King Charles II had a considerable number of mistresses through his life, both short affairs and committed arrangements. He also had a wife, Portuguese Queen consort Catherine of Braganza, whose pregnancies all ended in miscarriages, and she had little or no say over Charles's choice to have mistresses. This had come to a head shortly after their marriage in 1662, in a confrontation between Catherine and Barbara Palmer which became known as the "Bedchamber crisis". Ostracised at Court and with most of her retinue sent back to Portugal, Catherine had been left with little choice but to acquiesce to Charles's mistresses being granted semi-official standing.

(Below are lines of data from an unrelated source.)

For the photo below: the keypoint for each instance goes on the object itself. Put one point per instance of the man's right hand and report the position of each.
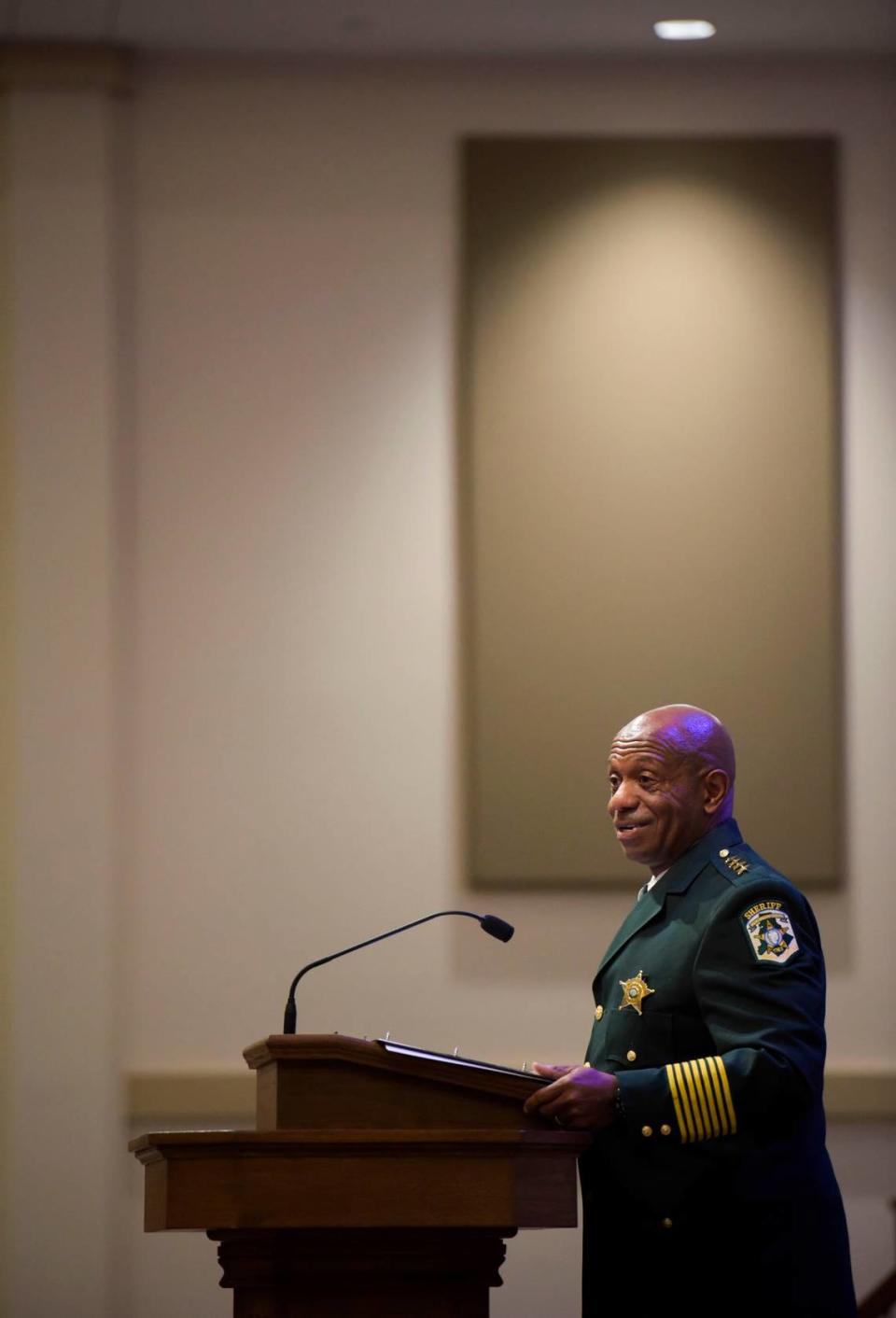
(579, 1100)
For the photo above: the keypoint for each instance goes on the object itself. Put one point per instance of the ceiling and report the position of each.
(460, 28)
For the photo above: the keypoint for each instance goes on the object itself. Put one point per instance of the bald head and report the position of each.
(671, 780)
(684, 730)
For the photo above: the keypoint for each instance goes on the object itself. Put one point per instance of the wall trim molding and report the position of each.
(851, 1094)
(63, 64)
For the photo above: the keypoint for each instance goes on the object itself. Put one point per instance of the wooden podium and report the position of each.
(378, 1183)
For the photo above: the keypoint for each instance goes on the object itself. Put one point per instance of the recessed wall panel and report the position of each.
(650, 484)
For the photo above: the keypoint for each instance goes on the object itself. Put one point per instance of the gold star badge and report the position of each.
(634, 991)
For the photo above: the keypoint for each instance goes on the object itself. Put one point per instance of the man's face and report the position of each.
(656, 800)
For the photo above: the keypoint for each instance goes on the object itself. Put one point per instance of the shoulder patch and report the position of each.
(770, 932)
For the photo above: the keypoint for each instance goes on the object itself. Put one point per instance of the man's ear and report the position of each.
(716, 789)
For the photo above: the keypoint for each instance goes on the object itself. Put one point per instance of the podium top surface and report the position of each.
(393, 1056)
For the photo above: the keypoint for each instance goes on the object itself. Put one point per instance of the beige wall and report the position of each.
(287, 549)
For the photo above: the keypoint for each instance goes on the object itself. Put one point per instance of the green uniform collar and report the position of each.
(678, 878)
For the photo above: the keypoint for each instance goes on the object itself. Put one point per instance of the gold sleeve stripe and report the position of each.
(704, 1110)
(694, 1109)
(728, 1094)
(710, 1101)
(717, 1091)
(690, 1115)
(676, 1103)
(701, 1098)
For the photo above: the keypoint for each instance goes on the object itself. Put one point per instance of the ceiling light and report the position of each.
(684, 29)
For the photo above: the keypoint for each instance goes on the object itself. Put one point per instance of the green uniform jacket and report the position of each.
(709, 1008)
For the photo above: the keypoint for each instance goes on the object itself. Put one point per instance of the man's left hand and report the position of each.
(579, 1100)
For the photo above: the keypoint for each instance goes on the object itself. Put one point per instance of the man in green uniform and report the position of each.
(707, 1181)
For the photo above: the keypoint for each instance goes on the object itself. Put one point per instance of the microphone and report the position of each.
(492, 924)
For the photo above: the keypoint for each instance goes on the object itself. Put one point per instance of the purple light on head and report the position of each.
(691, 732)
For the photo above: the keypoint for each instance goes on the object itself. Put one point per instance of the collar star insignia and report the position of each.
(634, 991)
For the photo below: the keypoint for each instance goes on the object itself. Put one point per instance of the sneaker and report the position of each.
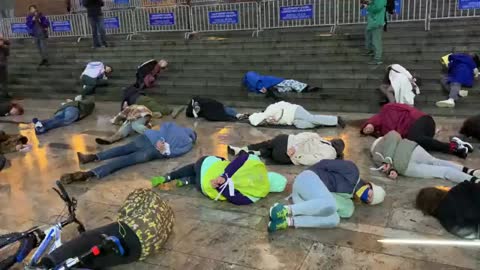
(276, 225)
(278, 211)
(449, 103)
(465, 144)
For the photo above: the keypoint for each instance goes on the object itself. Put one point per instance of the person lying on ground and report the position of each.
(133, 119)
(306, 148)
(69, 112)
(397, 156)
(471, 127)
(462, 69)
(10, 143)
(414, 125)
(399, 85)
(95, 74)
(323, 194)
(284, 113)
(143, 225)
(212, 110)
(456, 208)
(134, 95)
(147, 73)
(170, 141)
(243, 181)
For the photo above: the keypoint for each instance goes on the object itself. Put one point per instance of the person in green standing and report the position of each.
(373, 34)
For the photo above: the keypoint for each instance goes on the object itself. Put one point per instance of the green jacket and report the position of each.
(85, 107)
(394, 150)
(376, 14)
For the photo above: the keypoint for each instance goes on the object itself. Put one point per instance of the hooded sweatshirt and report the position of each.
(310, 148)
(94, 70)
(394, 150)
(280, 113)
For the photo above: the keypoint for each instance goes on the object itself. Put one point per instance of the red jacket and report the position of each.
(394, 116)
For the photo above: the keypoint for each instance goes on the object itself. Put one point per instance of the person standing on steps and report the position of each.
(373, 34)
(37, 25)
(462, 69)
(95, 17)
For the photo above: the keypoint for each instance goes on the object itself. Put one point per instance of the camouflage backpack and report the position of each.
(149, 217)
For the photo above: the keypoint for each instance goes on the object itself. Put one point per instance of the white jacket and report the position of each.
(310, 148)
(280, 113)
(400, 79)
(94, 70)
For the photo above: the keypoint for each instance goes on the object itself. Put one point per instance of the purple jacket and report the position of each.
(44, 24)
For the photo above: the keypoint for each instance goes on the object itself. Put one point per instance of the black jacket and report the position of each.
(210, 109)
(459, 211)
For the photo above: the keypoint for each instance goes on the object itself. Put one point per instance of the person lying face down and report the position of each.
(322, 194)
(170, 141)
(243, 181)
(397, 156)
(306, 148)
(456, 208)
(284, 113)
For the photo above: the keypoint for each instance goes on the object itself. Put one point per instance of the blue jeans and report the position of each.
(98, 31)
(62, 118)
(140, 150)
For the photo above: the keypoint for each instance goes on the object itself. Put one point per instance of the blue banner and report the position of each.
(162, 18)
(296, 12)
(223, 17)
(111, 23)
(468, 4)
(19, 28)
(61, 26)
(398, 8)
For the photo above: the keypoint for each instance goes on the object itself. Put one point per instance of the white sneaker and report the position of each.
(449, 103)
(463, 93)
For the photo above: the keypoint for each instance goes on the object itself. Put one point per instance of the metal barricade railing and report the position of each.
(297, 13)
(225, 17)
(162, 19)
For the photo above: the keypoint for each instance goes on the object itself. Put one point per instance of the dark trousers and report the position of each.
(276, 149)
(423, 131)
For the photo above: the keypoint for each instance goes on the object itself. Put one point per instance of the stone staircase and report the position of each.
(213, 64)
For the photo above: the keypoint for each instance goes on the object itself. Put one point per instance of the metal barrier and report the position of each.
(297, 13)
(225, 17)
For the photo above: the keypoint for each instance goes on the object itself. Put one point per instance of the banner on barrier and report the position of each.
(468, 4)
(398, 8)
(111, 23)
(61, 26)
(19, 28)
(223, 17)
(167, 18)
(296, 12)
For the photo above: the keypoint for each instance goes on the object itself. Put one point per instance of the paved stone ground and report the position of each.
(218, 235)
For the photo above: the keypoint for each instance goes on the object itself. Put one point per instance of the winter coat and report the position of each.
(340, 176)
(460, 69)
(34, 30)
(376, 14)
(180, 139)
(394, 116)
(459, 211)
(210, 109)
(310, 148)
(280, 113)
(394, 150)
(255, 81)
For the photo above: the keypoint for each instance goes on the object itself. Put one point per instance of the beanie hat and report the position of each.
(378, 194)
(339, 145)
(277, 181)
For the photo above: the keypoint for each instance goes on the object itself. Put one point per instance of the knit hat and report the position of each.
(277, 181)
(378, 194)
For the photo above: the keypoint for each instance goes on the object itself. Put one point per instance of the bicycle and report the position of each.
(44, 240)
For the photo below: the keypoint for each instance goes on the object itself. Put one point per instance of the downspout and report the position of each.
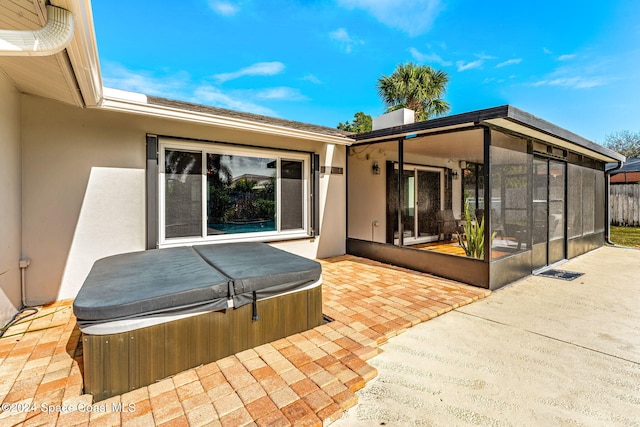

During Gwyn's first years with Charles, there was little competition in the way of other mistresses. Nell gave birth to her first son, Charles, on 8 May 1670. This was the King's seventh son - by five separate mistresses. Several months later, Louise de Kérouaille came to England from France, ostensibly to serve as a maid of honour to Queen Catherine, but also to become another mistress to King Charles, probably by design on both the French and English sides. She and Gwyn would prove rivals for many years to come.
In February 1671, Nell moved into a brick townhouse at 79 Pall Mall. The property was owned by the crown and its current resident was instructed to transfer the lease to Gwyn. It would be her main residence for the rest of her life.
Eleanor Gwyn gave birth to her second child by the King, christened James, on 25 December 1671. Sent to school in Paris when he was six, he died there in 1681. The circumstances of the child's life in Paris and the cause of his death are both unknown, one of the few clues being that he died "of a sore leg".